It always amuses me when I read about how deregulation or privatization will make a huge difference in costs and/or quality. Perhaps amuse is not the right word. I start thinking about where the supposed slack is located, or where it is likely to be decreased. I think it's often labor that pays the biggest price. It seems like free markets are best at spreading around the suffering, but not the wealth.

There are too many permutations to say categorically that regulation is good or bad. However, the answer to the electrical supply problem is decentralization of generation. Solar panels, windmills, energy storage systems, etc.—every building should be fitted with them. And the answer to any problem with television is simply not to watch. :)

Unfortunately, the latter would decrease the chance of seeing Lily Tomlin do her character Ernestine, the telephone operator, on Saturday Night Live. This sketch is particularly apropos to the current topic:

Here at the phone company we handle eighty-four billion calls a year, serving everyone from presidents and kings to scum of the earth. We realize that every so often you can't get an operator, for no apparent reason your phone goes out of order, or perhaps you get charged for a call you didn't make. We don't care. Watch this—[flips some switches]—just lost Peoria! You see, this phone system consists of a multibillion-dollar matrix of space-age technology that is so sophisticated, even we can't handle it. But that's your problem, isn't it? Next time you complain about your phone service, why don't you try using two Dixie cups with a string. We don't care. We don't have to. We're the phone company.

Posted by: Gary on October 16, 2003 03:54 PM

Is that SNL repeats, or is Lily Tomlin on current episodes? There was a picture of Ernestine the operator on the front page of the NYT business section last Sunday, so it seems like she's in the zeitgeist in any case.

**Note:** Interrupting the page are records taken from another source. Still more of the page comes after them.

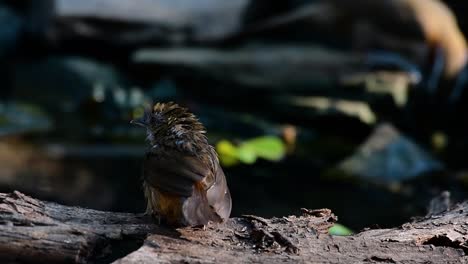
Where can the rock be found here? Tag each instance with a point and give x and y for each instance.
(388, 156)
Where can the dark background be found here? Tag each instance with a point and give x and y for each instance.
(73, 74)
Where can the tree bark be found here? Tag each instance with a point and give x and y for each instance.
(33, 230)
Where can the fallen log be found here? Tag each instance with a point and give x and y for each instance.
(32, 230)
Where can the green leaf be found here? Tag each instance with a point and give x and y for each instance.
(339, 230)
(246, 154)
(267, 147)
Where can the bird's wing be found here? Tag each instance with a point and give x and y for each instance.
(219, 197)
(173, 173)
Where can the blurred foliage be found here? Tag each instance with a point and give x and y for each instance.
(267, 147)
(18, 118)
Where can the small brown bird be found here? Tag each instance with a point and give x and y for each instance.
(182, 179)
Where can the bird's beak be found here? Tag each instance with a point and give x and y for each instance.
(138, 121)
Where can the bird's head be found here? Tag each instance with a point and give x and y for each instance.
(168, 118)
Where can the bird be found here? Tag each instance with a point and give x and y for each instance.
(183, 182)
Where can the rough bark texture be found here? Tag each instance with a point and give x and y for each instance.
(32, 230)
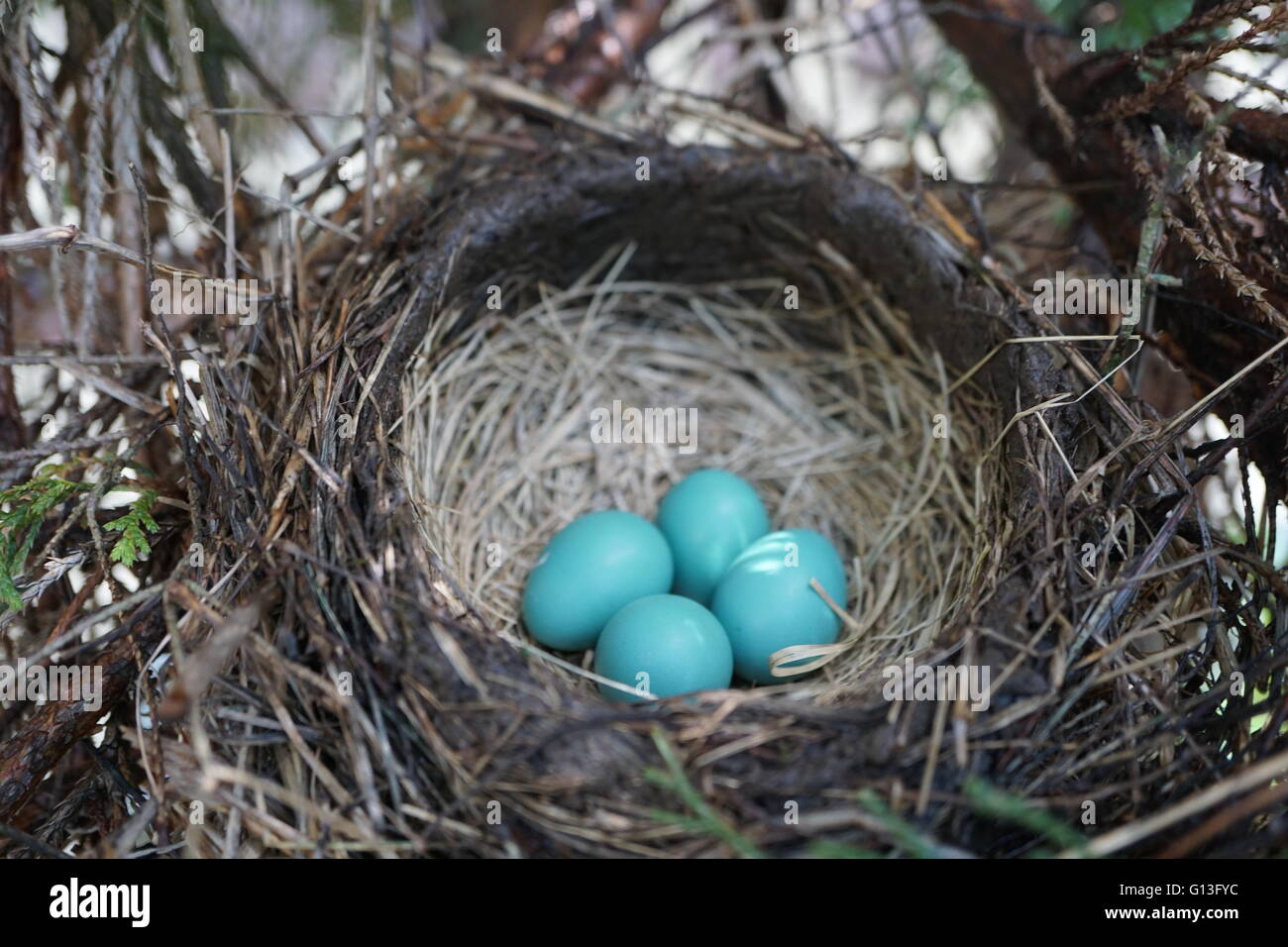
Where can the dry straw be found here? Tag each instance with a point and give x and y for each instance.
(838, 418)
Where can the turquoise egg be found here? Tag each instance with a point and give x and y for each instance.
(592, 567)
(708, 518)
(664, 646)
(765, 602)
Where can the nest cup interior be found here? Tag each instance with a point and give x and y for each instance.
(790, 368)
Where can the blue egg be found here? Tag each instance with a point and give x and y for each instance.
(765, 602)
(592, 567)
(708, 518)
(664, 646)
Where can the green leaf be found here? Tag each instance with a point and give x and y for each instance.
(134, 527)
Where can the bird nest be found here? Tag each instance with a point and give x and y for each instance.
(906, 406)
(373, 471)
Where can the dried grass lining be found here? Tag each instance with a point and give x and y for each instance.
(838, 418)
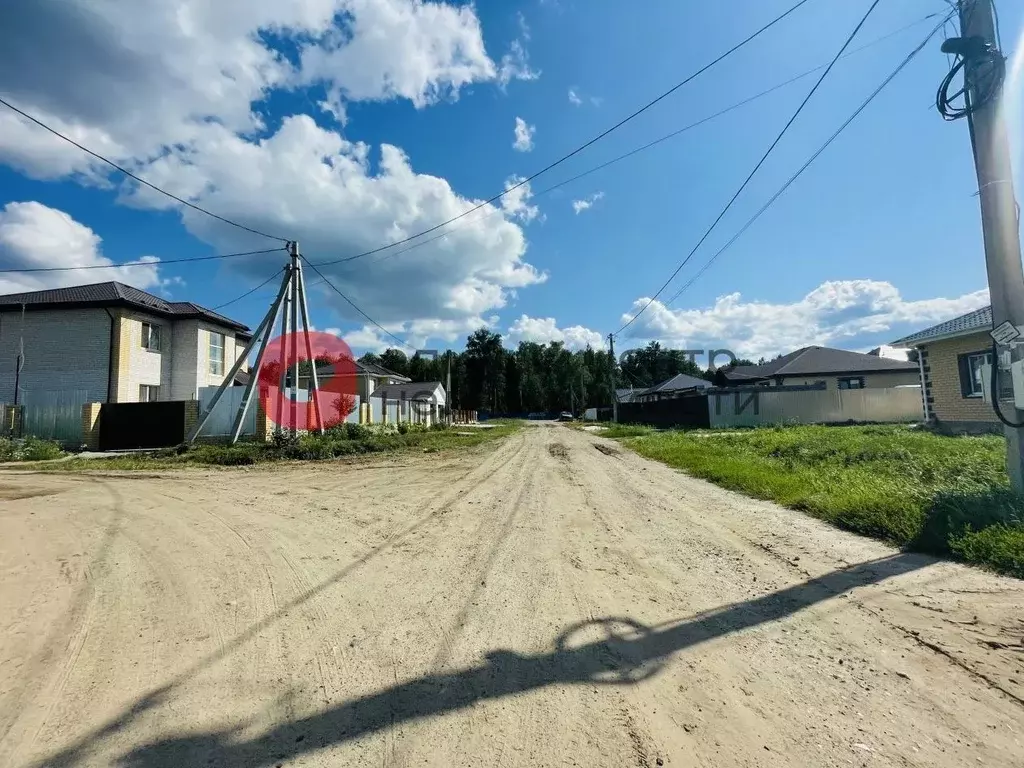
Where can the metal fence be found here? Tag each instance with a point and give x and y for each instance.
(54, 415)
(760, 407)
(223, 415)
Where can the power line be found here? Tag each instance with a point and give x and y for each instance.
(352, 304)
(248, 293)
(139, 179)
(580, 148)
(760, 163)
(158, 262)
(664, 138)
(814, 157)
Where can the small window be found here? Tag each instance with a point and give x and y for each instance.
(151, 337)
(970, 375)
(216, 354)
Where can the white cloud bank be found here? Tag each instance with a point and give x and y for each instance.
(545, 330)
(183, 84)
(523, 135)
(579, 206)
(34, 236)
(836, 313)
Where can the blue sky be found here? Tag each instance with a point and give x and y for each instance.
(278, 115)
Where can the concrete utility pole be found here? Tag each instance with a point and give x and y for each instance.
(611, 366)
(998, 207)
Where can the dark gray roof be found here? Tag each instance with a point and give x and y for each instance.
(627, 395)
(413, 390)
(816, 361)
(677, 382)
(370, 369)
(979, 320)
(114, 294)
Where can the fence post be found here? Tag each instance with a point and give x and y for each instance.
(192, 416)
(90, 425)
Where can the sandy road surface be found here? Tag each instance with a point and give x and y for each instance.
(553, 601)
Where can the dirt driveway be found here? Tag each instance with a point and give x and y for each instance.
(554, 601)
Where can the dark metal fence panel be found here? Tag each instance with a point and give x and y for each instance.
(141, 425)
(682, 412)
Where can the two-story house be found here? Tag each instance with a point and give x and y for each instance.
(113, 342)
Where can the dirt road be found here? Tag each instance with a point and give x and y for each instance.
(554, 601)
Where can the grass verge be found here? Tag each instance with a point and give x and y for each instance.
(923, 492)
(336, 443)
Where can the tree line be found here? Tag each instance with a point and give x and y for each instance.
(536, 378)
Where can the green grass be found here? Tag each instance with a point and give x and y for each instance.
(335, 444)
(29, 450)
(924, 492)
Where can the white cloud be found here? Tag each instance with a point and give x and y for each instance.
(523, 135)
(579, 206)
(516, 203)
(545, 330)
(170, 70)
(184, 82)
(836, 313)
(35, 236)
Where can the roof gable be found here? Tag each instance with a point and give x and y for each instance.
(979, 320)
(115, 294)
(819, 360)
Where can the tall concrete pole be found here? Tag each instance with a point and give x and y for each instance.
(611, 366)
(998, 208)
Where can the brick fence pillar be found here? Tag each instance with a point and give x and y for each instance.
(90, 425)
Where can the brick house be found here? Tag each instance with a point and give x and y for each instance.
(838, 369)
(114, 343)
(950, 355)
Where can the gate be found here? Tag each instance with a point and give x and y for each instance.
(54, 415)
(141, 425)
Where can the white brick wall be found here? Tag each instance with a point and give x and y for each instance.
(144, 367)
(65, 349)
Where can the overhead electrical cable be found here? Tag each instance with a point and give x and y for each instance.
(154, 262)
(806, 165)
(580, 148)
(139, 179)
(654, 142)
(757, 167)
(352, 304)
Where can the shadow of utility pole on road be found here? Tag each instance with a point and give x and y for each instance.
(628, 652)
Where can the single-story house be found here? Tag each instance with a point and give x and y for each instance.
(425, 399)
(369, 376)
(951, 355)
(671, 388)
(839, 369)
(627, 394)
(109, 342)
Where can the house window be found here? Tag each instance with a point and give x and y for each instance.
(970, 374)
(216, 354)
(151, 337)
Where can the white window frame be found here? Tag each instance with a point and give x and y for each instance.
(216, 366)
(147, 337)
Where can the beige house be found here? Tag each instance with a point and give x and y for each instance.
(109, 342)
(838, 369)
(951, 355)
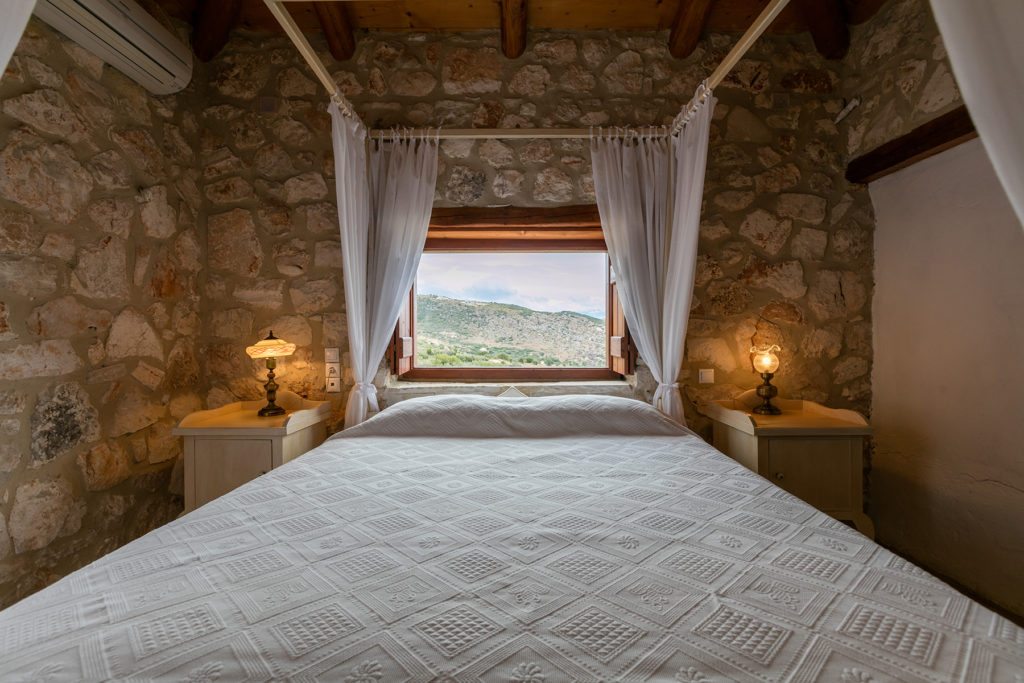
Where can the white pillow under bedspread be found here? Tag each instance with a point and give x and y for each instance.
(491, 417)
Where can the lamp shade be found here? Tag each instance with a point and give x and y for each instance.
(271, 347)
(765, 360)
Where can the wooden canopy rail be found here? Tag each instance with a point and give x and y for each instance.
(760, 25)
(926, 140)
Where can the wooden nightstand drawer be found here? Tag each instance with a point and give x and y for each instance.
(820, 471)
(813, 452)
(230, 445)
(223, 465)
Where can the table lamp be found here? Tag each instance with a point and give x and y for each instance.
(766, 363)
(270, 348)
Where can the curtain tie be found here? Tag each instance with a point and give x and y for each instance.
(369, 391)
(663, 390)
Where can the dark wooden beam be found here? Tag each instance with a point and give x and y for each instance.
(214, 20)
(858, 11)
(687, 27)
(583, 215)
(513, 28)
(826, 22)
(926, 140)
(337, 29)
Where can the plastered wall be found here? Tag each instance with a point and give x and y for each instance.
(948, 383)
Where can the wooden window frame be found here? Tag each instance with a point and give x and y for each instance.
(576, 228)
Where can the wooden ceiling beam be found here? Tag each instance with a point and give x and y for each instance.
(513, 28)
(214, 22)
(858, 11)
(337, 29)
(926, 140)
(687, 27)
(826, 22)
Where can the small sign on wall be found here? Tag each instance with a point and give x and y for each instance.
(332, 370)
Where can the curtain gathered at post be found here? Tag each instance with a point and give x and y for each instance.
(983, 39)
(15, 17)
(384, 209)
(649, 185)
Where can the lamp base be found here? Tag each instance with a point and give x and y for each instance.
(270, 410)
(766, 392)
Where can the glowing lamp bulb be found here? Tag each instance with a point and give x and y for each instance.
(765, 360)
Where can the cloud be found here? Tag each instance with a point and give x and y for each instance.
(543, 282)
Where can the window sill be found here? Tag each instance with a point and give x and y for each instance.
(395, 390)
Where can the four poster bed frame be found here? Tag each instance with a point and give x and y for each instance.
(293, 31)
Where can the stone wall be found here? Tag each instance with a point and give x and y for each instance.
(784, 249)
(897, 66)
(100, 251)
(273, 252)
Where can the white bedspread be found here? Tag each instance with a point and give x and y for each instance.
(610, 546)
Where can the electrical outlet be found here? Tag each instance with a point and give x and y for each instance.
(333, 373)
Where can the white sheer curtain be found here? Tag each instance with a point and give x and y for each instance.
(383, 212)
(986, 48)
(649, 186)
(16, 13)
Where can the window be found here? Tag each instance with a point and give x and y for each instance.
(513, 295)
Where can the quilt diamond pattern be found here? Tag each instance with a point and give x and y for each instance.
(468, 540)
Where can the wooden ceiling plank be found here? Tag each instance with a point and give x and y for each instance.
(686, 30)
(337, 29)
(826, 22)
(926, 140)
(513, 28)
(213, 25)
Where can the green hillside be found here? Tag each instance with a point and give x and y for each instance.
(458, 333)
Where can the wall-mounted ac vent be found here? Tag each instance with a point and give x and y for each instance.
(126, 37)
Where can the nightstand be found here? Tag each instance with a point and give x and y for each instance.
(226, 446)
(813, 452)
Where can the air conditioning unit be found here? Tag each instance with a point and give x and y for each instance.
(126, 37)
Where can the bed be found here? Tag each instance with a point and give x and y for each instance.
(522, 541)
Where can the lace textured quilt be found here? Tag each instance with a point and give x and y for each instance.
(551, 541)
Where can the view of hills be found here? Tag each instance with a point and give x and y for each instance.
(458, 333)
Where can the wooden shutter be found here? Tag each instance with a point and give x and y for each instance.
(400, 352)
(622, 353)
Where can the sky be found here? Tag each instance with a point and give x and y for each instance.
(543, 282)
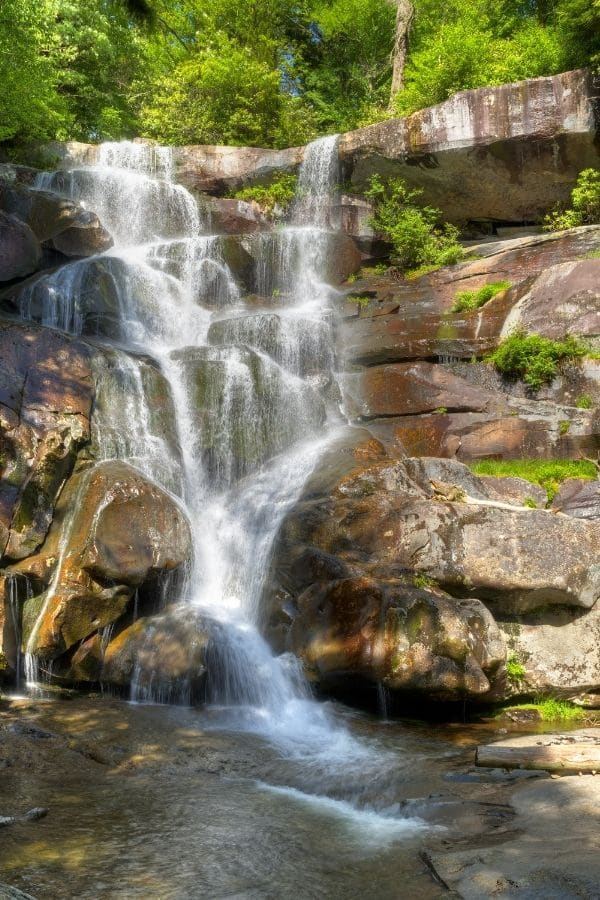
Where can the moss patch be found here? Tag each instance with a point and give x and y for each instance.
(548, 473)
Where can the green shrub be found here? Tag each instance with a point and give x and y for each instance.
(515, 670)
(280, 193)
(534, 358)
(584, 402)
(467, 300)
(549, 473)
(585, 200)
(415, 232)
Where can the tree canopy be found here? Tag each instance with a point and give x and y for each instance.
(265, 72)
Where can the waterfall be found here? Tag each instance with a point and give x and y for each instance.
(245, 387)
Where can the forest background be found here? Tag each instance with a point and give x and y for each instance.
(268, 73)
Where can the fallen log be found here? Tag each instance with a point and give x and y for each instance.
(576, 757)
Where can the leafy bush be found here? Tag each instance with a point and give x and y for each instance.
(467, 300)
(515, 670)
(584, 402)
(534, 358)
(585, 209)
(548, 473)
(414, 231)
(279, 193)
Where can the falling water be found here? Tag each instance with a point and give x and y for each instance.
(251, 419)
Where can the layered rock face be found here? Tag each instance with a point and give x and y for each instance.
(504, 154)
(399, 566)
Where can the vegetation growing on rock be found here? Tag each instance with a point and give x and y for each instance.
(465, 301)
(549, 473)
(417, 234)
(279, 193)
(585, 205)
(533, 358)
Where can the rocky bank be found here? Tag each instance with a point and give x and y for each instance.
(398, 567)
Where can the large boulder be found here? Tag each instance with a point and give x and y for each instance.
(63, 223)
(525, 142)
(409, 388)
(564, 299)
(234, 216)
(403, 637)
(20, 251)
(45, 404)
(382, 570)
(113, 532)
(165, 655)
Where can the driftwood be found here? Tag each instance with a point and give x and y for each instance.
(563, 757)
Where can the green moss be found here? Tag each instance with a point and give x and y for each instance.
(584, 402)
(515, 670)
(468, 300)
(549, 473)
(534, 358)
(552, 710)
(280, 193)
(360, 299)
(423, 581)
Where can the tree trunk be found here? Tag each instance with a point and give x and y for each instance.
(404, 17)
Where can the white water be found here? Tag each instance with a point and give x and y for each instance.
(250, 421)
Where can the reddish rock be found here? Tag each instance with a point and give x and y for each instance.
(564, 299)
(113, 531)
(45, 403)
(235, 217)
(406, 389)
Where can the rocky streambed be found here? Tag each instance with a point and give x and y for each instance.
(153, 802)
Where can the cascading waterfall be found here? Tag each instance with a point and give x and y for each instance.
(251, 417)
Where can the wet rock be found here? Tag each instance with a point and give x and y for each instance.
(45, 402)
(247, 408)
(165, 654)
(579, 498)
(367, 536)
(564, 299)
(517, 139)
(408, 639)
(20, 251)
(83, 297)
(10, 893)
(85, 236)
(406, 389)
(558, 650)
(235, 217)
(62, 222)
(113, 532)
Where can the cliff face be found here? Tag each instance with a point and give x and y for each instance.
(504, 153)
(397, 566)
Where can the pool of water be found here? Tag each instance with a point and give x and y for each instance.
(166, 802)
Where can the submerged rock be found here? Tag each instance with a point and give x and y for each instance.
(45, 403)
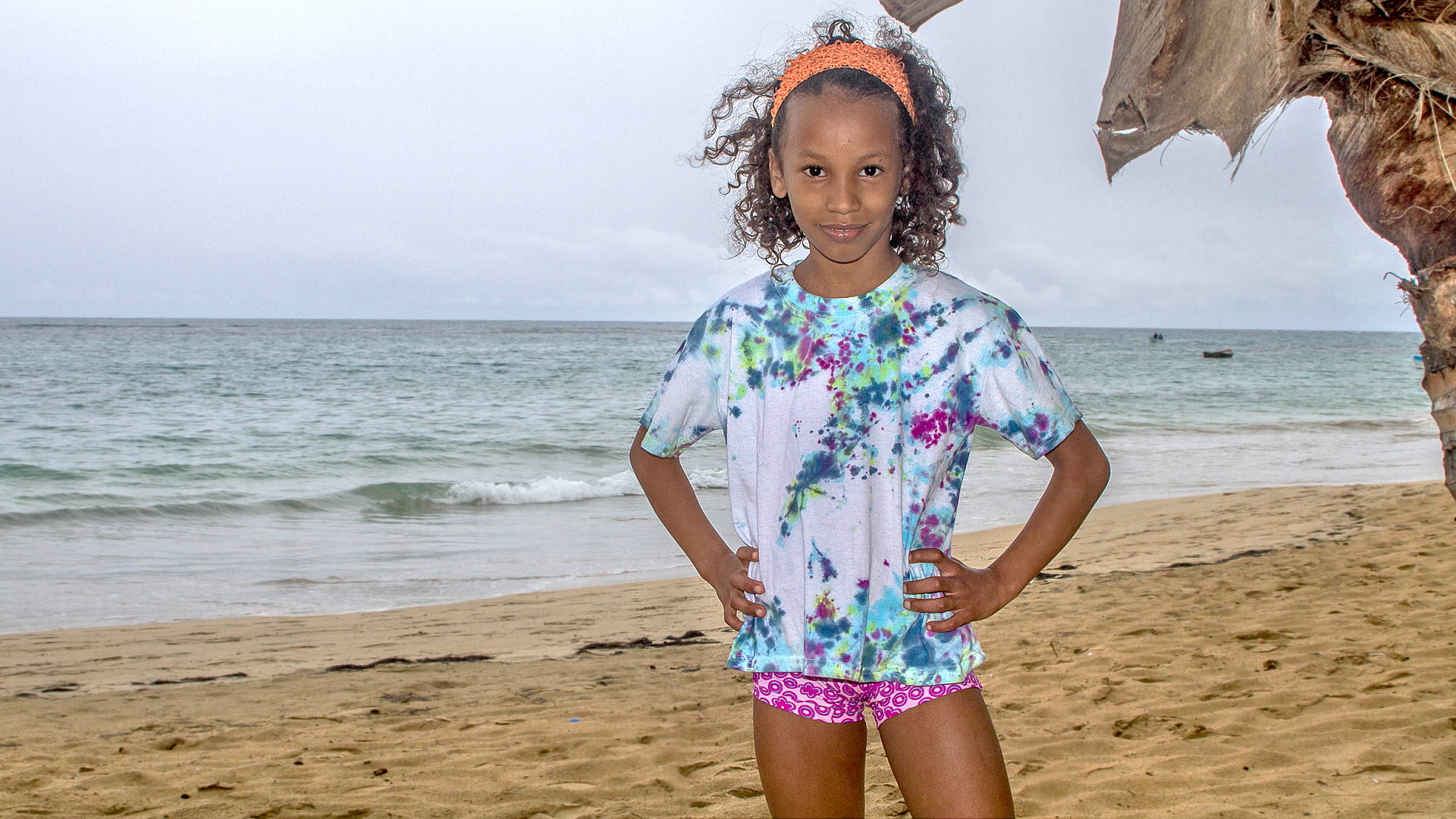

Posted by: david on October 16, 2003 04:40 PM

Wow, in the New York Times at this late date!I t's definitely an old skit, and it's a character that she created on Laugh-In. I can't remember if I saw it on a rented videocassette or on one of Comedy Central's ancient repeats of SNL. (Maybe it will show up in their upcoming fifty-best-episodes marathon.) In my memory, the image quality suggests the very early '80s. This page—which has better action description than my quote (or this one, which claims a voice-over)—cites a particular title and links to a web site that lists an all-Ernestine title.